Applications for the Fall 2018 semester are now closed. Please visit us next year to apply to the program.
The Center for Policy Impact in Global Health, an innovative policy laboratory that launched on December 1, 2016, is appointing up to two visiting Global Health Policy Fellows each year who will be based at Duke University, Durham, NC, USA.
The Center is based in the Duke Global Health Institute and collaborates with the Public Finance Group in the Duke Center for International Development. It also works with external partners, including the Evidence to Policy Initiative in the Global Health Group at the University of California, San Francisco; AidData; SEEK Development, Berlin, Germany; international financing institutions; and health and finance ministries and think tanks in our partner countries.
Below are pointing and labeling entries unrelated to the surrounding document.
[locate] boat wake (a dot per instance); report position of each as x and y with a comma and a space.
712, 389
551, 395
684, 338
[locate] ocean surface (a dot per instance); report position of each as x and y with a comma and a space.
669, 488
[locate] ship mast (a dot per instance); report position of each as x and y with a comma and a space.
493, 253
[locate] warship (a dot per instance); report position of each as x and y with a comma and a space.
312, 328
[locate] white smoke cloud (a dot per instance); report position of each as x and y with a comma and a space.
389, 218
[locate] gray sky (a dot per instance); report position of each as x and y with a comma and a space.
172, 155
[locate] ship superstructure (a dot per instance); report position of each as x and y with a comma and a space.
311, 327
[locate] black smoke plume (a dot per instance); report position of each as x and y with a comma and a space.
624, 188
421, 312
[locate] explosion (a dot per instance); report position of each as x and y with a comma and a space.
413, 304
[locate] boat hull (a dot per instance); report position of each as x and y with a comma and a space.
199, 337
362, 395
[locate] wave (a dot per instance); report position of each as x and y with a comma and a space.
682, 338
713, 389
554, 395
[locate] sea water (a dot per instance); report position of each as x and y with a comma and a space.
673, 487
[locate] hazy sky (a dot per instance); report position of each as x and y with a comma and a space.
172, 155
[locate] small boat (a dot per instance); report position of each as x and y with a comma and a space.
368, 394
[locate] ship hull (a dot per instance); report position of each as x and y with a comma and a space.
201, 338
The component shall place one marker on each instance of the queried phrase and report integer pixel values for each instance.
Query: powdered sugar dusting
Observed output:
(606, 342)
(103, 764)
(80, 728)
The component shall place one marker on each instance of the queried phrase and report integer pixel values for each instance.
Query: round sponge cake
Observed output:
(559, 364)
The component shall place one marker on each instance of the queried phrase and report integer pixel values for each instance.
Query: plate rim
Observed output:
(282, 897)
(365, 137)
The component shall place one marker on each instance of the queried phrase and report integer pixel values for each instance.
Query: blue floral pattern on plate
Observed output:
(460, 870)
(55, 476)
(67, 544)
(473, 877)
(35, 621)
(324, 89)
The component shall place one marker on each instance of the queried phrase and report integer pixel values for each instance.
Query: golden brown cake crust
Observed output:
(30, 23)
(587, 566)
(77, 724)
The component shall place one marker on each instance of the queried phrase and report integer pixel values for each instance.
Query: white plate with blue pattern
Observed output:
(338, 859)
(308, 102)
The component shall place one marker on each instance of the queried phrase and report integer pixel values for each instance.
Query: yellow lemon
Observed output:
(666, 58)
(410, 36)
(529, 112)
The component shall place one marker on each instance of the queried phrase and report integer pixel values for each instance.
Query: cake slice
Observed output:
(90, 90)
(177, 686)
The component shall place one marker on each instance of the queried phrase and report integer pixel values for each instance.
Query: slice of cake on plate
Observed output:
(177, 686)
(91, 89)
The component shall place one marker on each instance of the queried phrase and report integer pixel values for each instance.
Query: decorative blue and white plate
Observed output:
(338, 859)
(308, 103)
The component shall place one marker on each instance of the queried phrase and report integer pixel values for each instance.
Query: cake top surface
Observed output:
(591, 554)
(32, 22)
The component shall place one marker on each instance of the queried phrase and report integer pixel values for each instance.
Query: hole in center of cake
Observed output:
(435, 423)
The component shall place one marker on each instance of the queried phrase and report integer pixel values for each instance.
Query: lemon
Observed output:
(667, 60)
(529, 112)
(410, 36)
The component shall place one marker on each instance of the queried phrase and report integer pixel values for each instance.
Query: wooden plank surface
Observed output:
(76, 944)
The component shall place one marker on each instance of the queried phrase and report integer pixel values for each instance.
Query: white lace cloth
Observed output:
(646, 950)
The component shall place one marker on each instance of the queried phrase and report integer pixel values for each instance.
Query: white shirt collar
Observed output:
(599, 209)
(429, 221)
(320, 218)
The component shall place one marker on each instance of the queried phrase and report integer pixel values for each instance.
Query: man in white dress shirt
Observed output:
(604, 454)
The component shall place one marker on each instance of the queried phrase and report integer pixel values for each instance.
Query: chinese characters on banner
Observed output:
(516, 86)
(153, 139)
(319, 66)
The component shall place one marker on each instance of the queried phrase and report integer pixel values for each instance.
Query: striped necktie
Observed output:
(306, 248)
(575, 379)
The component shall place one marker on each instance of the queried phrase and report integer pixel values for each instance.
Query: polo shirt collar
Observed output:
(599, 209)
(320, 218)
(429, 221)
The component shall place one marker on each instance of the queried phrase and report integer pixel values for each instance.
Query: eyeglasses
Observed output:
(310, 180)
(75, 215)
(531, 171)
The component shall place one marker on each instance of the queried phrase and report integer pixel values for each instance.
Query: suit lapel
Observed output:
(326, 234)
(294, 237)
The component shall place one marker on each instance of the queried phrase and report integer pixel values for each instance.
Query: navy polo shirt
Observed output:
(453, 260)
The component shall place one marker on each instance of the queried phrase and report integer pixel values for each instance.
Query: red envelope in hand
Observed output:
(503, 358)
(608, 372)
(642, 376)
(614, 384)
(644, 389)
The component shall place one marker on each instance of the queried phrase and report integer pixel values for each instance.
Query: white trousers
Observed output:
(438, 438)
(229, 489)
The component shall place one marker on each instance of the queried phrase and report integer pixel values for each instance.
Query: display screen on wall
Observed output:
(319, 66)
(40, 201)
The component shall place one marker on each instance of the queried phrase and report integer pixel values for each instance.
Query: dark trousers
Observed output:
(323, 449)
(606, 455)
The fellowships will provide mid-career professionals the opportunity to join the Center’s research team, lead their own research project, participate in policy outreach activities, and take classes across Duke University. You can learn more about our previous fellows here.
Fellows will gain experience in global health policy research using both quantitative and qualitative approaches (e.g., tracking health financing flows; modeling the impacts of health policies; and conducting key informant interviews with policy makers); communicating the findings of the Center’s research with policy makers; and writing policy briefs and scientific research papers.
The Center’s analytic and policy engagement activities, in which the fellows will participate, are aimed at helping to close critical gaps in global health financing. In particular, the research focuses on closing:
- A gap in financing crucial but neglected “global functions” of development assistance for health. These functions include providing global public goods (e.g. research and development for diseases of poverty); managing negative cross-border externalities (e.g. preparing for pandemics); and fostering global health leadership and stewardship (e.g. promoting aid effectiveness).
- A “middle income gap” that can arise when countries graduate from development assistance for health. Despite graduation, many middle-income countries (MICs) still have large populations suffering a high burden of poverty and avoidable mortality. Such transitioning countries may not have sufficient domestic resources (e.g. from tax revenues) to tackle these stark health inequities.
- A domestic health financing gap in low-income countries (LICs) and MICs. Making progress in reducing the burden of death and disability from infections, maternal and child health conditions, and non-communicable diseases will rely heavily on improved domestic resource mobilization and increased allocation of these resources to the health sector.
Preference will be given to candidates with at least a master’s level degree in health policy, public finance, health financing or another relevant field and up to five years of relevant professional work experience.
Each fellowship will last up to 5 months, and each award is worth up to $25,000. This award will cover travel, accommodation, living expenses, visa costs, and medical insurance.
The fellowship is being funded by a small family foundation.